Assembly minds business

Legislators' actions on wages, Wal-Mart called `anti-business'

April 12, 2006|By TRICIA BISHOP | TRICIA BISHOP,SUN REPORTER

The state's business community often hasn't had good things to say when the Maryland legislature convenes its session each spring, and that was certainly the case yesterday.

"This was about as low a point as the legislature can reach," said Aris Melissaratos, who was appointed by the governor as secretary of the state Department of Business and Economic Development. "Everything they touched was anti-business this year."

This year's session, which took place in an election year and pitted the Democratic legislature against the Republican administration, appeared to cause more concern than some others.

The General Assembly, which ended its three-month lawmaking session late Monday, passed several commerce-friendly bills. Perhaps the most prominent, supported by Gov. Robert L. Ehrlich Jr., allocates $15 million for stem cell research and makes Maryland the fourth state to set aside funds for such projects.

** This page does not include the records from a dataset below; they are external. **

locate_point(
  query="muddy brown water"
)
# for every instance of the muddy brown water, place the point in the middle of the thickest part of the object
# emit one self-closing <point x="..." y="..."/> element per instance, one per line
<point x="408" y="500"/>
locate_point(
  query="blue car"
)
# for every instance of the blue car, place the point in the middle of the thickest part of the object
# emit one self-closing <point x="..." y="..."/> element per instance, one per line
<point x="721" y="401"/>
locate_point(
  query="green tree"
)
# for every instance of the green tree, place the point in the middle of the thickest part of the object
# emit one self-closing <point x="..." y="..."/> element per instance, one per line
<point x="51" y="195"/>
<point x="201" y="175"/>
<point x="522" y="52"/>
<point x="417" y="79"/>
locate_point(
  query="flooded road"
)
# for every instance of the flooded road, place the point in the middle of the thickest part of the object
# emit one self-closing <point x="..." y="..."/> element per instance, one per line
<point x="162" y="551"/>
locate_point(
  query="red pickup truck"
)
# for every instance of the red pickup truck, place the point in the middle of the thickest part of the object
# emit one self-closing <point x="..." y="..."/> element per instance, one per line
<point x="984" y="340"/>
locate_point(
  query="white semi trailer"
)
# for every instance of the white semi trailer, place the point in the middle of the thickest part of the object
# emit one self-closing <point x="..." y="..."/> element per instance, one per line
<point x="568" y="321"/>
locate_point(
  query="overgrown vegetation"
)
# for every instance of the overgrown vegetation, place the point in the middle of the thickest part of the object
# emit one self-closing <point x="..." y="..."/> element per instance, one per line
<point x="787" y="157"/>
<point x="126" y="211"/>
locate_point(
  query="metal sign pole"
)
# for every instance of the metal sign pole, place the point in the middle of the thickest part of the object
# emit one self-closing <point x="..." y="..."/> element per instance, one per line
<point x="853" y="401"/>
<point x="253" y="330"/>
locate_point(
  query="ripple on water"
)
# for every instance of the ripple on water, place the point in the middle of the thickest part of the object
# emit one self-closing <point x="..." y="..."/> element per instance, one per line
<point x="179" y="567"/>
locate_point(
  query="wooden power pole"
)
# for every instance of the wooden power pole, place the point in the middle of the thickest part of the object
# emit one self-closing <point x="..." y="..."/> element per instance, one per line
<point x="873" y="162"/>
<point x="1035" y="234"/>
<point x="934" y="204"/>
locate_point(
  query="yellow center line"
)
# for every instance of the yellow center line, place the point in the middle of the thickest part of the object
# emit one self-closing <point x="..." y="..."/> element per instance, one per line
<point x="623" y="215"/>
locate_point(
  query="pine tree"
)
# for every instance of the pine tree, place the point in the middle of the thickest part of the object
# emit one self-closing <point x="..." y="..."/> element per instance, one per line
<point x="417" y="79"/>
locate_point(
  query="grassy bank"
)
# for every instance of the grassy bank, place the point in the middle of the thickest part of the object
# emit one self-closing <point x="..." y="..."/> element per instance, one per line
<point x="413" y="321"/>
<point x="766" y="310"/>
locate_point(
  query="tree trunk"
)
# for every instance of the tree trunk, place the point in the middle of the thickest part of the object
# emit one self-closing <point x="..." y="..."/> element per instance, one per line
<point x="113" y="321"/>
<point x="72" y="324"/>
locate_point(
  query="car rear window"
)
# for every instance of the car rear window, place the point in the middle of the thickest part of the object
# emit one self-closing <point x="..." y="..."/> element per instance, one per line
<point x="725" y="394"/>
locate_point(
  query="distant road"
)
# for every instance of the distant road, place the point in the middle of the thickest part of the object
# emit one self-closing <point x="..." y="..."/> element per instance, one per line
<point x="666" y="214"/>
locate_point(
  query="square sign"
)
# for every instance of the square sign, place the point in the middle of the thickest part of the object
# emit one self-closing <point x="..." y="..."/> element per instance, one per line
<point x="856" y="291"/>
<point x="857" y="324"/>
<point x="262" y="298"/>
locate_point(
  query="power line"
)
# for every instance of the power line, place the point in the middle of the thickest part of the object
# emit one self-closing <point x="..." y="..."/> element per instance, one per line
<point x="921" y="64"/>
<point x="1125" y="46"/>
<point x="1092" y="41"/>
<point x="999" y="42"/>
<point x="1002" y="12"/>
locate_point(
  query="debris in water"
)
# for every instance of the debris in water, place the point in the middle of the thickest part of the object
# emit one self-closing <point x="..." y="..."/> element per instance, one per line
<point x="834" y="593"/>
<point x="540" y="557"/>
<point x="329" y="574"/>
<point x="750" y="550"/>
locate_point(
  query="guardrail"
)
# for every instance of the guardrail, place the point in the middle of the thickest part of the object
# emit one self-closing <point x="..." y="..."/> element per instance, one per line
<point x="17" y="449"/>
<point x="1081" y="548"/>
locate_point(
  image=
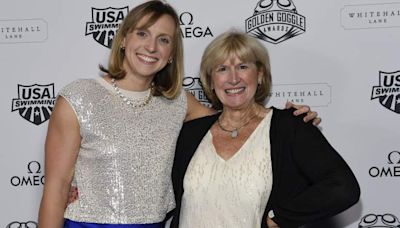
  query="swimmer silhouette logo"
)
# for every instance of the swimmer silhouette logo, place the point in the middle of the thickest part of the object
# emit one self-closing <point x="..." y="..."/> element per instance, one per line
<point x="35" y="102"/>
<point x="275" y="21"/>
<point x="388" y="90"/>
<point x="105" y="23"/>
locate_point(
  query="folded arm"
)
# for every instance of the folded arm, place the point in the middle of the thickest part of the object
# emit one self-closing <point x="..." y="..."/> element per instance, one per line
<point x="61" y="150"/>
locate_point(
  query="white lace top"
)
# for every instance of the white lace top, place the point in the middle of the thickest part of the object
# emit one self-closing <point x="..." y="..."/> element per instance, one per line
<point x="229" y="193"/>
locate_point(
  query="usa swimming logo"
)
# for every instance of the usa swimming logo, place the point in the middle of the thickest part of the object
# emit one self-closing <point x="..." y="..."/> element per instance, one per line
<point x="388" y="90"/>
<point x="35" y="102"/>
<point x="105" y="23"/>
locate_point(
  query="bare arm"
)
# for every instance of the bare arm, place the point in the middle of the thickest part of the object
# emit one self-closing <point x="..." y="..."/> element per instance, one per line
<point x="61" y="150"/>
<point x="196" y="109"/>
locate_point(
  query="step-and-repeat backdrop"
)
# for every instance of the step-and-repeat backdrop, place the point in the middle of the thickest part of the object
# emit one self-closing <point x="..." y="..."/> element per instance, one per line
<point x="340" y="57"/>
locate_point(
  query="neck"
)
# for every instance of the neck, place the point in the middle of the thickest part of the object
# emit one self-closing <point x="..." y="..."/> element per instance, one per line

But several observers, from industry leaders to economics professors, said those efforts were overshadowed when the legislature overrode two gubernatorial vetoes to raise the state's minimum wage a dollar to $6.15 per hour, considered a hardship on small businesses, and approved a measure that requires Wal-Mart Stores Inc. to pay more for its employee health care and that captured national attention.

The legislature also spent the final weeks of the session in a pitched battle to block a 72 percent rate increase by BGE. The pending increase resulted from a deregulation plan approved seven years ago. Lawmakers also sought to toss out the regulators charged with implementing it.

`Radioactive'

"Maryland cut a deal in '99 to get BGE to go along with deregulation. Maryland has now [tried to go] back on that deal," said Thomas A. Firey, a senior fellow at the Maryland Public Policy Institute, a nonpartisan research organization that promotes policies based on principles of free enterprise and limited government.

"That should make businesses nervous," Firey said, contending it could hurt Maryland in luring business from elsewhere. "In the long run, it may be that the business community begins to look at us as somewhat radioactive."

Like other states whose industrial employment has shrunk, Maryland is in fierce competition for new business and job growth in fields such as life sciences and information technology. Just this week, a panel at the Biotechnology Industry Organization conference in Chicago counted Baltimore as one of the nation's top metro areas for biotechnology, partly because of two biotech business parks being built.

Legislative leaders say the General Assembly's actions are not anti-business, but labor- and consumer-friendly, and it doesn't deserve the rap.

"I'm getting tired of people like the governor bad-mouthing the business climate in the state of Maryland," said Del. Kumar P. Barve, a Montgomery County Democrat. "Take, for example, the stem cell research act. We're doing more to encourage the cutting-edge biotechnology business in Maryland with that one act than the combined efforts of the Ehrlich administration to promote business in the state."

Consumer organizations, meanwhile, applauded many of the legislature's efforts this year, including the minimum wage increase.

"That's something that we testified in support of," said Stephen Elmore, director of Maryland Budget and Tax Policy Institute, which focuses on how policies affect lower-income families. "It wasn't our impression at all in the session that it was anti-business."

When Ehrlich in 2002 was elected the first Republican governor since Spiro T. Agnew resigned the post to become vice president in 1969, the industrial community rejoiced. In the weeks after Ehrlich's election, respondents who said they viewed Maryland as a pro-business state rose to 51 percent from 47 percent before the election in a survey by the Jacob France Institute, the economic research center at the University of Baltimore.

By the fourth quarter of last year, the latest period for which data are available, the "pro-business" response was an all-time high for the survey at 69 percent.

But Richard P. Clinch, director of the Jacob France Institute, said that upswing may be challenged by the just-concluded session, the final one before this fall's gubernatorial election.

"It just makes Maryland look more foolish, the fighting, it just moves Maryland backward. That's both [the legislature and the governor], mind you," Clinch said. "States that get ahead in the game are states that work together. That's infinitely hard in an election year, and especially hard in a Democratic state like Maryland that's still smarting over the loss of the governorship to a Republican."